Characterization of Nanoparticles Using Transmission Electron Microscopy

Julia Deneen Nowak (CEMS)
Advisor: C. Barry Carter (CEMS)

photo of Julia Nowak at computerThe inherently small size of nanoparticles and nanoparticle-based structures makes electron microscopy techniques essential for the analysis of these systems. With the capability of investigating structure and chemistry of materials at the atomic level, the transmission electron microscope (TEM) is uniquely suited for the study of nanoscale phenomena. Such resolution is necessary as the properties of nanoparticles will depend on variations at this small scale.

Because size, structure, chemistry, morphology and defects combine to determine their unique properties, several microscopy techniques must be used to characterize fully nanoparticles. My research focuses primarily on using various techniques in the TEM for nanoparticle characterization. High-resolution TEM, used to image individual atomic columns, is an especially powerful technique for characterizing defects and interfaces [1]. Contacts between nanoparticles are characterized using a combination of bright-field imaging and selected-area diffraction [2, 3]. Chemistry variations, surface coatings, and impurities are characterized using a combination of STEM and EDS. Also, in situ studies, including nanoparticle compression and nanowire heating, provide a direct insight into various dynamic processes as they occur [4]. The combination of these various techniques can provide a more complete understanding of the formation mechanisms of these small particles and the origin of their unique properties.

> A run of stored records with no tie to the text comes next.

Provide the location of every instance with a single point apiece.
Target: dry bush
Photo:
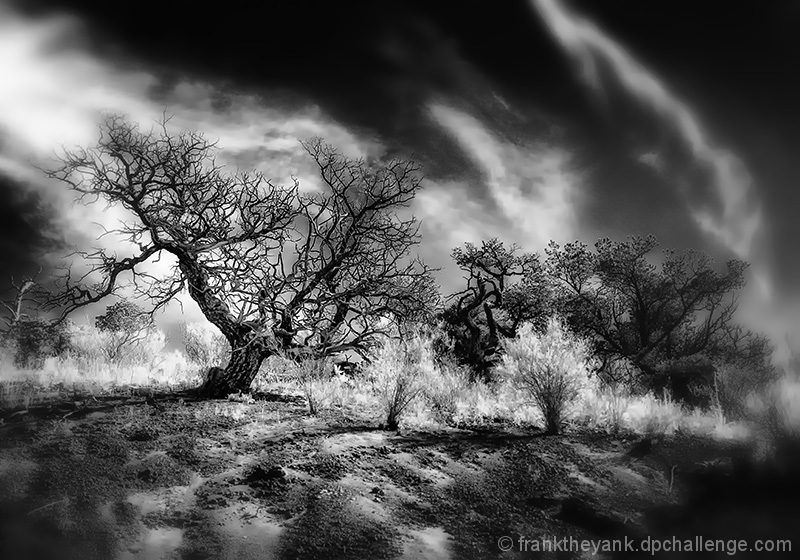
(650, 415)
(735, 385)
(205, 345)
(606, 408)
(314, 374)
(398, 370)
(553, 368)
(445, 387)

[1] J. Deneen, C. R. Perrey, S. Kumar and C. B. Carter, "Characterization of Defects in ZnS and GaN"; pp. 83-86 in Springer Proceedings in Physics, Vol. 107, Microscopy of Semiconducting Materials , Edited by A. G. Cullis and J. L. Hutchinson, Springer, Oxford, UK, 2005.

[2] J. Deneen, W. M. Mook, W. W. Gerberich and C. B. Carter, "Contacting Nanospheres," Microsc. Microanal. , 12 (suppl.2) 948-949 (2006).

[3] J. Deneen, W. M. Mook, A. Minor, W. W. Gerberich and C. B. Carter, "In Situ Deformation of Silicon Nanospheres," J. Mater. Sci. , 41 4477-4483 (2006).

[4] J. D. Nowak, W. M. Mook, A. M. Minor, W. W. Gerberich and C. B. Carter, "Fracturing a Nanoparticle," Phil. Mag., DOI: 10.1080/14786430600876585 (2006 in press).